Soon everyone might be using the renminbi

Over the past couple years China has been making strides to expand the use of the renminbi for international trade as apposed to using the US dollar as an intermediary. With a growing Chinese economy and a weakening USD, increased use of the renminbi protects global trade from the desperate moves made by the US Federal Reserve. The Financial Times reports on this big economic development:

China plans to create a special zone to experiment with currency convertibility in Shenzhen, the city where it introduced key economic reforms three decades ago.

The measure will enable Hong Kong banks to lend renminbi directly to companies in Qianhai Bay – a new economic zone on a peninsula across the water from Hong Kong – according to Chinese state media.

Analysts say the experiment could prove as critical to eventually dismantling capital controls as Deng Xiaoping’s reforms were to opening China to the world.

Foreign institutions have also been given a limited but growing array of investment options for their renminbi holdings, such as Hong Kong’s dim sumbond market and a programme for buying Chinese equities.

Liu Ligang, an economist at ANZ, said the risks of the latest measure were greater than those attached to the 1980s opening.

“Money is fungible.
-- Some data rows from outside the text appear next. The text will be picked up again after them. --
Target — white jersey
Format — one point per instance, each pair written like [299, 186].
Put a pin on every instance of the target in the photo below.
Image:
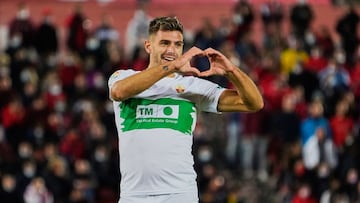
[155, 133]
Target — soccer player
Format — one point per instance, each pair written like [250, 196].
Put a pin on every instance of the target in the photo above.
[155, 114]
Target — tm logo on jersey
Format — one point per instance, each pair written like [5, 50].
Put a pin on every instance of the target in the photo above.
[157, 111]
[165, 113]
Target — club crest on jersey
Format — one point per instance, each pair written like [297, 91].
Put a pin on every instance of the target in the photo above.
[115, 74]
[180, 89]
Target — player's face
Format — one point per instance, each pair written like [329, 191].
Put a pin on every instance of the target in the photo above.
[164, 46]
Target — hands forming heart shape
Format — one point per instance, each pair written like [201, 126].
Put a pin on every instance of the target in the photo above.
[219, 64]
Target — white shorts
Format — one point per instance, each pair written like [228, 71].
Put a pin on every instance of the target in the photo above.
[164, 198]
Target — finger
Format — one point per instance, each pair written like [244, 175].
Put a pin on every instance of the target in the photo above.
[206, 73]
[195, 51]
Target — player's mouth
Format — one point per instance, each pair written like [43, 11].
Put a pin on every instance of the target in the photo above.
[168, 58]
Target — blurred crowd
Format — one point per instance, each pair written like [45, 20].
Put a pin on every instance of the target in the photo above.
[58, 142]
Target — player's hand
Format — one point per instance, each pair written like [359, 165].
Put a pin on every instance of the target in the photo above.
[183, 65]
[219, 64]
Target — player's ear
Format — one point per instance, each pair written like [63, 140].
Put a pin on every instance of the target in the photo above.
[147, 46]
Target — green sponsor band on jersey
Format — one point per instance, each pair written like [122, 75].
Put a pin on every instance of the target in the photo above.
[160, 113]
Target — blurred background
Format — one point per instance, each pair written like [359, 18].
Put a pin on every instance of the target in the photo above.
[58, 141]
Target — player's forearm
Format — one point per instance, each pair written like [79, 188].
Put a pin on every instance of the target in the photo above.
[246, 88]
[135, 84]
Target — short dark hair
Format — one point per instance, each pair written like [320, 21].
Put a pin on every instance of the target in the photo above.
[165, 24]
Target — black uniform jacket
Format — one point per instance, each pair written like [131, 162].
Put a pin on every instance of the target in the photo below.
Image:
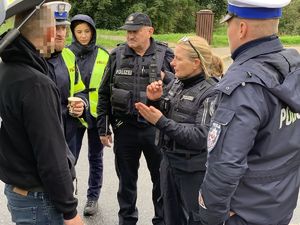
[33, 151]
[104, 104]
[253, 143]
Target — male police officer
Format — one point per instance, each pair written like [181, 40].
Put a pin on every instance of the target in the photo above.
[33, 151]
[253, 172]
[65, 74]
[132, 66]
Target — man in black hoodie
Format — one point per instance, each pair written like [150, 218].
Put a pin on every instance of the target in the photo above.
[33, 152]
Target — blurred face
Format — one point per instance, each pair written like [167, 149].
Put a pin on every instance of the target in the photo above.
[60, 38]
[83, 33]
[184, 66]
[139, 39]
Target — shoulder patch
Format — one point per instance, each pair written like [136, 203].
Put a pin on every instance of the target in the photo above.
[162, 43]
[213, 136]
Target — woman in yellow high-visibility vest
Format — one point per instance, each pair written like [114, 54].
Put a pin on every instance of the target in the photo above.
[91, 60]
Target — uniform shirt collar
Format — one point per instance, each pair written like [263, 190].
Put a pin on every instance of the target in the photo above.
[150, 51]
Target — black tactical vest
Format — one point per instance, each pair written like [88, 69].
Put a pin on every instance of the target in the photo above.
[182, 106]
[132, 75]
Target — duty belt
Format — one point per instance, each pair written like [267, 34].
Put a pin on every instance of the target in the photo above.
[24, 192]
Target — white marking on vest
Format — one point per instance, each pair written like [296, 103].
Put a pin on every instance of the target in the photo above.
[189, 98]
[124, 72]
[288, 117]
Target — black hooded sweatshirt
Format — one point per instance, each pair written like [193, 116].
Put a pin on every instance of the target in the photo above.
[33, 151]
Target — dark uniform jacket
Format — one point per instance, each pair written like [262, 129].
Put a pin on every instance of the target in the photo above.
[33, 151]
[125, 81]
[253, 143]
[187, 106]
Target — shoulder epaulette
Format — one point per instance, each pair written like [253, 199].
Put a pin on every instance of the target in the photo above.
[162, 43]
[104, 49]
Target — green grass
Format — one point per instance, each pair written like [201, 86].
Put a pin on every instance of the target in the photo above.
[110, 38]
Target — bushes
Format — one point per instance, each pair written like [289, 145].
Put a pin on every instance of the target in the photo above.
[169, 16]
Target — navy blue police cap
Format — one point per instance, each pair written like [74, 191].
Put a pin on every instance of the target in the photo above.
[135, 21]
[61, 11]
[255, 9]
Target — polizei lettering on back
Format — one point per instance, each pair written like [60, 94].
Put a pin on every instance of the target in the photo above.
[288, 117]
[124, 72]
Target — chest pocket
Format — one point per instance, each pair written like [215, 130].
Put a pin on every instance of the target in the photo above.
[218, 128]
[185, 109]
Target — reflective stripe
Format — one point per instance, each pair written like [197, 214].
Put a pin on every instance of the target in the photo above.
[75, 87]
[96, 77]
[70, 61]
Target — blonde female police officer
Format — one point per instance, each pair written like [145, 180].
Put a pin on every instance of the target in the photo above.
[253, 172]
[183, 123]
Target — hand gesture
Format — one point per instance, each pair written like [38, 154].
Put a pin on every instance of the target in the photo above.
[154, 90]
[151, 114]
[106, 140]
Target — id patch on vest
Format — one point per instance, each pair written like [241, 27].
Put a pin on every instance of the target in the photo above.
[124, 72]
[213, 136]
[189, 98]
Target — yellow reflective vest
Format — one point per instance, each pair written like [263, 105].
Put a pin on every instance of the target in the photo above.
[96, 77]
[76, 84]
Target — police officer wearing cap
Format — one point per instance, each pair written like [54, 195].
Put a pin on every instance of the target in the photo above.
[131, 67]
[34, 163]
[253, 168]
[65, 73]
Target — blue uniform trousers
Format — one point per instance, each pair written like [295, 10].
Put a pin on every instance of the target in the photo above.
[34, 209]
[237, 220]
[130, 142]
[95, 156]
[180, 190]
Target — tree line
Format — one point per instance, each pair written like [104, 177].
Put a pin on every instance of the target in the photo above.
[169, 16]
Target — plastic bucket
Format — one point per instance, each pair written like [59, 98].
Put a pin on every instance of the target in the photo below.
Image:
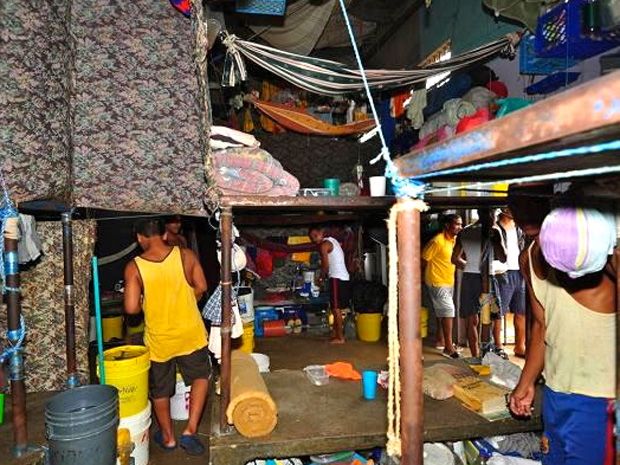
[138, 426]
[112, 327]
[247, 338]
[179, 402]
[127, 368]
[81, 424]
[369, 326]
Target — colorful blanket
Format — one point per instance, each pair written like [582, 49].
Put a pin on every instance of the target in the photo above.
[252, 171]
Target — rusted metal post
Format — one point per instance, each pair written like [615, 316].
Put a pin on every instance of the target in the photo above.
[409, 303]
[67, 252]
[226, 277]
[16, 361]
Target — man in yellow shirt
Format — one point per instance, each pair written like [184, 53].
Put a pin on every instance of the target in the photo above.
[439, 279]
[165, 282]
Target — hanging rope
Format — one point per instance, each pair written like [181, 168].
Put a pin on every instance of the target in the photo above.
[393, 406]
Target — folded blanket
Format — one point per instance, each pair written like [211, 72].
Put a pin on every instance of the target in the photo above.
[251, 408]
[250, 171]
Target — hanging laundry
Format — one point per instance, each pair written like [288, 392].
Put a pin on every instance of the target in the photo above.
[397, 104]
[415, 108]
[29, 245]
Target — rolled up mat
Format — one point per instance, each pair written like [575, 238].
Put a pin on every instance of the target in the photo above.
[251, 408]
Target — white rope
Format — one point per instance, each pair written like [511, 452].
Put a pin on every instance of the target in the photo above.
[394, 446]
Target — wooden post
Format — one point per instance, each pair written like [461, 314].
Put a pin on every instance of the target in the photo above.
[409, 303]
[226, 328]
[67, 252]
[16, 361]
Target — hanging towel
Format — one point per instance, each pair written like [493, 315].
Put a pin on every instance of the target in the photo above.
[29, 246]
[301, 257]
[415, 109]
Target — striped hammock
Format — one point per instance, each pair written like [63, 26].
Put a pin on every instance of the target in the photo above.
[300, 121]
[328, 77]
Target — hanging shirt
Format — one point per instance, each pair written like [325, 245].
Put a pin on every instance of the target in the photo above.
[580, 344]
[337, 265]
[172, 323]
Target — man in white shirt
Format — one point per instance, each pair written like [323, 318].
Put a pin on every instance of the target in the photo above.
[334, 267]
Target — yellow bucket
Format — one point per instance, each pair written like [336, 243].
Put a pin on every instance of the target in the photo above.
[127, 369]
[112, 327]
[247, 338]
[423, 322]
[369, 326]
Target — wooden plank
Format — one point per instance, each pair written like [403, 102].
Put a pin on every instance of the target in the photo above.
[587, 111]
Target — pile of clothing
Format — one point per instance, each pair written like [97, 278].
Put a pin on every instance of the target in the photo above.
[241, 167]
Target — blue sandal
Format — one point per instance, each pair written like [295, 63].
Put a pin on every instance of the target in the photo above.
[159, 440]
[192, 444]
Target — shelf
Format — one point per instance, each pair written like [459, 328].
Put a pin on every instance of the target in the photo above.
[585, 115]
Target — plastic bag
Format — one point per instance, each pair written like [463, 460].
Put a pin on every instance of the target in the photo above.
[438, 383]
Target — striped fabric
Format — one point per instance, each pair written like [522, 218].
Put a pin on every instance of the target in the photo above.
[333, 78]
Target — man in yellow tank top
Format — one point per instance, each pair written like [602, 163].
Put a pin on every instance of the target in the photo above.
[165, 282]
[573, 340]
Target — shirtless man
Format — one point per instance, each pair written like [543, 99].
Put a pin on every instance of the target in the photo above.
[334, 267]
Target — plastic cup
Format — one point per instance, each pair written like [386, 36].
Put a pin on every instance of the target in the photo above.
[369, 384]
[333, 184]
[377, 186]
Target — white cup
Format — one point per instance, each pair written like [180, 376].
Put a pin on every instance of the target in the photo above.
[377, 186]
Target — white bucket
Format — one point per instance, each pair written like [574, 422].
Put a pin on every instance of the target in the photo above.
[138, 426]
[179, 402]
[262, 361]
[246, 303]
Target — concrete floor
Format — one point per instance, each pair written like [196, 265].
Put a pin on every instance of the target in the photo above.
[286, 353]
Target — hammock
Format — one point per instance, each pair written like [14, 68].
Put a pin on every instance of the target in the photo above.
[298, 120]
[333, 78]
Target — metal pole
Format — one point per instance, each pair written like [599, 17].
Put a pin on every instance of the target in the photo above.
[67, 251]
[16, 361]
[226, 277]
[409, 303]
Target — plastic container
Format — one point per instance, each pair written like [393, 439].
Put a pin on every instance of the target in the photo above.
[317, 374]
[81, 424]
[179, 402]
[262, 361]
[127, 369]
[138, 426]
[112, 327]
[369, 384]
[559, 33]
[247, 338]
[333, 184]
[369, 326]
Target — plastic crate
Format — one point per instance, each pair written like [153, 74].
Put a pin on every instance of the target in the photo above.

Like water, it flows to low levels. So if money can flow from Hong Kong to Qianhai, the money will flow from Qianhai to other parts of China that can offer higher returns.”

He said China had to ease its control of interest rates and deepen the domestic bond market before opening the capital account to lessen the risk of speculative capital rushing in and local companies accumulating dangerously big foreign debts.